About Etude AI

Advancing AI through the discipline of deliberate practice — rigorous evaluation, open science, and the belief that mastery is earned, not given.

Our Mission

We believe AI systems should practice, not just train.

In classical music, a performer doesn't simply learn the notes — they return to difficult passages again and again, refining technique through deliberate, structured repetition. Each practice session targets a specific weakness. Each run-through is measured against a higher standard.

We believe AI development deserves the same discipline. Not just training on vast data, but practicing against rigorous benchmarks. Not just scaling parameters, but identifying weaknesses and working to overcome them. The path to intelligence isn't a shortcut — it's a practice room.

Our Story

Founded in Ontario, Canada

The name "Etude" comes from the French word for "study." In classical music, an etude is a composition designed to perfect a specific technique through deliberate practice. Chopin's etudes, for instance, are not merely exercises — they are works of art that transform technical challenge into beauty.

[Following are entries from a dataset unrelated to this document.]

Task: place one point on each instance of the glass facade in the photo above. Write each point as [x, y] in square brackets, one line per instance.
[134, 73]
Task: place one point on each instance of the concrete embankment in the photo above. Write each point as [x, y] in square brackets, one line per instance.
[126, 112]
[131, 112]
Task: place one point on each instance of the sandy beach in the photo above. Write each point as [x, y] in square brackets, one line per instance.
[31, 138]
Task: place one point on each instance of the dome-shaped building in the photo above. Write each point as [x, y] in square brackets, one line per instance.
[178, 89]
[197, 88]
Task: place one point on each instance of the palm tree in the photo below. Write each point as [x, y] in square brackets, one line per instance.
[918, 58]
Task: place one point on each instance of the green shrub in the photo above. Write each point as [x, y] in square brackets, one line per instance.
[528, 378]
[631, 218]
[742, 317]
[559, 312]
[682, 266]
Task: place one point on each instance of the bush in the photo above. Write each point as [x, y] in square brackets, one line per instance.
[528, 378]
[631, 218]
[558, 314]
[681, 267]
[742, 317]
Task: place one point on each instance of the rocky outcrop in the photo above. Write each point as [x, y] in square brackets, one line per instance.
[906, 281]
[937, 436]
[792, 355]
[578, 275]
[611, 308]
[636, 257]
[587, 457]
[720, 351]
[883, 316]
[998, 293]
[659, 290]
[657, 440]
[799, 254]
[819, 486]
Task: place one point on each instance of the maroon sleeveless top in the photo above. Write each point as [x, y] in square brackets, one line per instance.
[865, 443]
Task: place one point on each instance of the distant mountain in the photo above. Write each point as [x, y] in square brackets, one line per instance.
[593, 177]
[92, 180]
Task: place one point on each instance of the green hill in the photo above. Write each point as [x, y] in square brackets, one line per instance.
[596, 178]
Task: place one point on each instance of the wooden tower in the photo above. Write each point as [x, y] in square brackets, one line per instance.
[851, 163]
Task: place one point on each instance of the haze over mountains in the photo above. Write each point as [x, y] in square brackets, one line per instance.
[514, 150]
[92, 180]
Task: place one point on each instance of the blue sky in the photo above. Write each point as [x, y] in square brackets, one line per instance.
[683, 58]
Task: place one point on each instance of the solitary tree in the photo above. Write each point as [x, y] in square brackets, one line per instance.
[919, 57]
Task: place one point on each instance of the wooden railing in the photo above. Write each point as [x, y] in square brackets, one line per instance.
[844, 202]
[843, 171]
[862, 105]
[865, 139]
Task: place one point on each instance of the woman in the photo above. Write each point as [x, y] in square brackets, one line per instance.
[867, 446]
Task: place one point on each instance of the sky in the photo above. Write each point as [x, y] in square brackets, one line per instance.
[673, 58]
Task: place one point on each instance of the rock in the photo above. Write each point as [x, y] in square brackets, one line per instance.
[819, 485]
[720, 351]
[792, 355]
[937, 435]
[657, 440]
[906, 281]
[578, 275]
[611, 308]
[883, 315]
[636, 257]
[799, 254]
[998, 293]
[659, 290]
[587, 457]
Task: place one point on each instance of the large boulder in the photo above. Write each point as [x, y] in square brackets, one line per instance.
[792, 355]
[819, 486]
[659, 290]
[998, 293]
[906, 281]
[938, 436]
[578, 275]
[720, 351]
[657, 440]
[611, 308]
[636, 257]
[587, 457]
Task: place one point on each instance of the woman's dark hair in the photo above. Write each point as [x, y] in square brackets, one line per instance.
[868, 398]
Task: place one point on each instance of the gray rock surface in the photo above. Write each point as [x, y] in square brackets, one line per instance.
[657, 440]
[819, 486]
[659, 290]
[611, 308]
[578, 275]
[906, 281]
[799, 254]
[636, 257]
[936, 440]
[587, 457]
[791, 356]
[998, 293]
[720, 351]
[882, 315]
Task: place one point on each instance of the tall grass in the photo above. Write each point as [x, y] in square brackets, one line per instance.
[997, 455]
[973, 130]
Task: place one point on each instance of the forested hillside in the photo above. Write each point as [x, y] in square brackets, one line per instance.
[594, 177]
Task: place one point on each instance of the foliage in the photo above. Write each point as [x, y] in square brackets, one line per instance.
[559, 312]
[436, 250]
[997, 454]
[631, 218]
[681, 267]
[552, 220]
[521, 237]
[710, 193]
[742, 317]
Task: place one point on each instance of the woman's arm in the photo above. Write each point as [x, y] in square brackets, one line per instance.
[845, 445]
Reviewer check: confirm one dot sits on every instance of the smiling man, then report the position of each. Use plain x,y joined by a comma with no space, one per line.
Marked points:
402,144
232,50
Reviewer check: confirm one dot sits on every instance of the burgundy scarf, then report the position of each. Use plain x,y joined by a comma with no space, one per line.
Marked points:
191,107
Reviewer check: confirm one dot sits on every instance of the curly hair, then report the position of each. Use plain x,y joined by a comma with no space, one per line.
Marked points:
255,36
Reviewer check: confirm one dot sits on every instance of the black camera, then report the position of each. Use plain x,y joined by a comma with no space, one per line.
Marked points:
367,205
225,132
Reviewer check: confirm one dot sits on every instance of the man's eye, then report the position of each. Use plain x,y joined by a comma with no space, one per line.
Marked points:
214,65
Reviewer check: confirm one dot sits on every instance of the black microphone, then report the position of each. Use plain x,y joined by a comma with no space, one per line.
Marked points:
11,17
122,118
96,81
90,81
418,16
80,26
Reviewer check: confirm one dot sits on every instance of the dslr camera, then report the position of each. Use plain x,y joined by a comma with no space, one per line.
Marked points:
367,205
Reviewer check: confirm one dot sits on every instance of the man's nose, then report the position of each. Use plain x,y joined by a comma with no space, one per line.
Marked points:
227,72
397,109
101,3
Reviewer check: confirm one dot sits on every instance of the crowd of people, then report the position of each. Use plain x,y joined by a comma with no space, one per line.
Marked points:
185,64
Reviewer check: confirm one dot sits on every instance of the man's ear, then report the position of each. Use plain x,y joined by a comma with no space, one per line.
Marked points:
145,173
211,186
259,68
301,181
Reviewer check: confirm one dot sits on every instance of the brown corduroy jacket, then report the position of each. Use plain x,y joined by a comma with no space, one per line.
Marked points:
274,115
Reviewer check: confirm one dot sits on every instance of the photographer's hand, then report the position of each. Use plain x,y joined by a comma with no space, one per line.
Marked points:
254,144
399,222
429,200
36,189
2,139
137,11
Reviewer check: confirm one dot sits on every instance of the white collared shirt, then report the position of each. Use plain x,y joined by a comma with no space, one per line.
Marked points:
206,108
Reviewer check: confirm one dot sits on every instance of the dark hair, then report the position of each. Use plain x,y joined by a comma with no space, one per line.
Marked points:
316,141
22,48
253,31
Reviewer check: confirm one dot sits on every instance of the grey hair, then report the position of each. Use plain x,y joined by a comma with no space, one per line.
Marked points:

We founded Etude AI with this philosophy at our core. We saw a field obsessed with scale but often indifferent to rigor — models measured by benchmarks that no longer challenged them, evaluated by metrics that no longer meant anything. We believed there was a better way.

From Ontario, Canada, we set out to build the tools, frameworks, and benchmarks that would bring deliberate practice to artificial intelligence. Not just bigger models, but better evaluation. Not just more data, but deeper understanding. Every etude we compose is designed to reveal what a model truly knows — and what it still has left to learn.

Our Approach

Three pillars guide everything we build — each one inspired by the discipline of the practice room.

Rigorous Evaluation

We design benchmarks that probe genuine understanding, not pattern matching. Our evaluations are dynamic, adversarial, and grounded in real-world complexity — because a test that can be gamed teaches nothing.

Deliberate Practice

Inspired by how musicians master their craft, we build frameworks for iterative self-improvement. Systems that identify weaknesses, target them with precision, and measure progress with honesty.

Open Science

Every benchmark, dataset, and tool we create is open-source and peer-reviewed. Reproducibility is not optional. Science that can't be scrutinized isn't science — it's marketing.

Our Team

Adam Newman

Founder & CEO

PhD, University of Toronto. Previously research lead at Google DeepMind.

Alex Green

Research Scientist

PhD, Stanford University. Former postdoc at MIT CSAIL, focused on evaluation methodology.

Emma Nash

Research Engineer

MSc, University of Waterloo. Previously at Cohere, building agent training infrastructure.

Tyler Irwin

ML Engineer

MSc, ETH Zurich. Former ML engineer at Hugging Face, specializing in multimodal models.

Chloe Adams

Software Engineer

BCS, University of Waterloo. Previously at Shopify, building distributed systems at scale.

Ivy Torres

Product Designer

MDes, OCAD University. Previously at Figma, designing developer tool interfaces.

Eli A. Moore

Head of Operations

MBA, Rotman School of Management. Previously at Vector Institute, managing research operations.

Join our ensemble

Our Values

The principles that shape our work, our culture, and the standards we hold ourselves to.

Rigor

We hold our work to the highest standard. Every claim is tested, every benchmark validated, every result reproducible. Precision is not pedantry — it is respect for the truth.

Openness

Our research, code, and data are open by default. We publish our methods so others can build on them, challenge them, and improve them. Science advances through transparency.

Craft

Like a musician polishing a phrase until it sings, we care deeply about the quality of our work. The elegance of an evaluation matters as much as its coverage. Details are not incidental — they are the work.

Humility

We know what we don't know. We design evaluations that reveal our own blind spots. The hardest part of practice is confronting what still needs work — and we welcome that discomfort.